Child Custody and Support – Affirmed

  • In the Interest of LJF
    • 09-17-00151-CV, 2018 WL 3384501
    • 279th District Court of Jefferson County
    • Justice McKeithen, July 12, 2018
  • F. argued trial court abused discretion in its award of retroactive child support. F. also complained that the trial court abused its discretion by ordering that X could determine the child’s primary residence without any geographic restriction.
  • Ninth Court held that there was some evidence to support the trial court’s award and application of the child support guidelines. Further, the Ninth Court held that the best interest of the child was considered and the trial court did not abuse its discretion by waiving geographical restrictions.
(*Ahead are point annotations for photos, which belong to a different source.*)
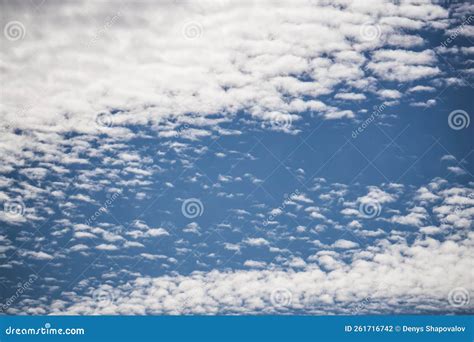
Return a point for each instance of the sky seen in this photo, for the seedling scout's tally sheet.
(236, 157)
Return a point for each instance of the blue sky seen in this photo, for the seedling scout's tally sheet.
(253, 158)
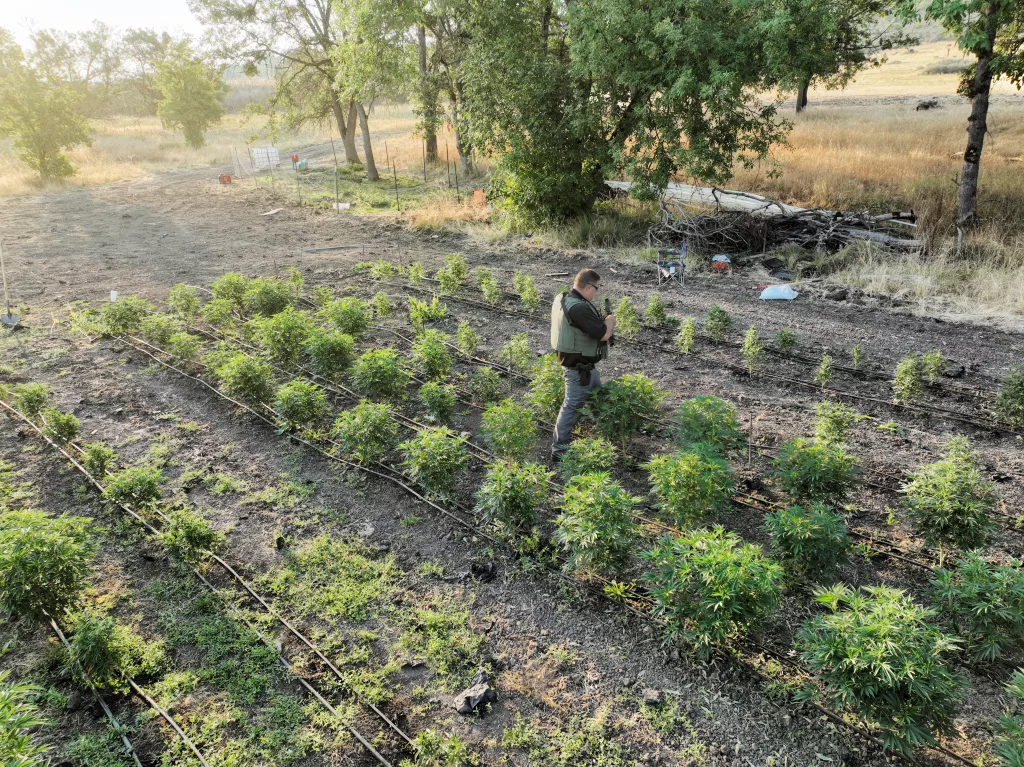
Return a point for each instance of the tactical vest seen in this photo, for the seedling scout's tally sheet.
(567, 338)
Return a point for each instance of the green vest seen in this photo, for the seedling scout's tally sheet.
(566, 338)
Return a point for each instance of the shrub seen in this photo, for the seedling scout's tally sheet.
(434, 458)
(44, 562)
(134, 485)
(245, 378)
(833, 423)
(711, 585)
(883, 658)
(485, 386)
(467, 340)
(588, 456)
(908, 379)
(509, 430)
(1010, 400)
(431, 355)
(350, 315)
(596, 527)
(330, 352)
(686, 339)
(625, 406)
(367, 432)
(125, 314)
(812, 472)
(948, 501)
(688, 485)
(511, 496)
(189, 539)
(627, 320)
(547, 388)
(284, 335)
(717, 323)
(439, 400)
(62, 427)
(710, 421)
(811, 542)
(381, 374)
(300, 405)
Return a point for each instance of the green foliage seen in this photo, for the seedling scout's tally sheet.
(434, 458)
(439, 400)
(381, 374)
(596, 527)
(883, 657)
(710, 421)
(511, 496)
(813, 472)
(509, 430)
(908, 379)
(984, 601)
(833, 423)
(300, 405)
(330, 352)
(44, 562)
(948, 501)
(689, 485)
(367, 432)
(350, 315)
(811, 542)
(625, 406)
(711, 586)
(587, 456)
(189, 539)
(1010, 400)
(431, 355)
(717, 323)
Expert Designation – Affirmed

  • Guardianship of Hoffpauir
    • 09-16-00152-CV, 2018 WL 1321509
    • County Court at Law of Orange County
    • Justice McKeithen, Mar. 15, 2018
  • Hoffpauir complained that the trial court abused its discretion by excluding  her expert witness’s offered testimony regarding audio recordings. The Respondents contended that the audio recordings and the offered opinions were not disclosed by Hoffpauir in her designation of experts; Texas Rule of Civil Procedure 193.6 is mandatory absent a showing of good cause or lack of unfair prejudice.
  • The Ninth Court held that Hoffpauir never amended or supplemented her designation of experts to disclose that her expert had relied upon the audio recordings or that the expert would be called upon to give an opinion concerning the audio recordings. Given that the testimony was offered for the first time at trial, there was no good cause or lack of prejudice shown. The Ninth Court found that under Rule 193.6, the trial court did not abuse his discretion.

Debtor/Creditor – Affirmed

  • Envtl. Processing Sys., LC v. Horner
    • 09-16-00197-CV, 2018 WL 915184
    • 75th District Court of Liberty County
    • Justice Horton, Feb. 15, 2018
  • Horner, a collection agent, brought suit against Environmental Processing Systems, LLC (EPS) and Stegall to collect sums owed under a renewal note. Horner obtained the notes by assignment from creditors, and then he agreed with EPS and Stegall to a renewal and extension.
  • EPS and Stegall claimed that the loans violated Chapter 305 of the Texas Finance Code, a provision that penalizes creditors who contract, charge, or receive usurious interest. After a bench trial, the trial court awarded a verdict in favor of Horner.
  • On appeal, EPS and Stegall challenged the trial court’s finding against them on the issue of usury.
  • The Ninth Court concluded that EPS and Stegall had failed to meet their burden of proof and provide legally sufficient evidence to establish the fair market value of the debt and their a claim of usury; the trial court’s judgment was affirmed.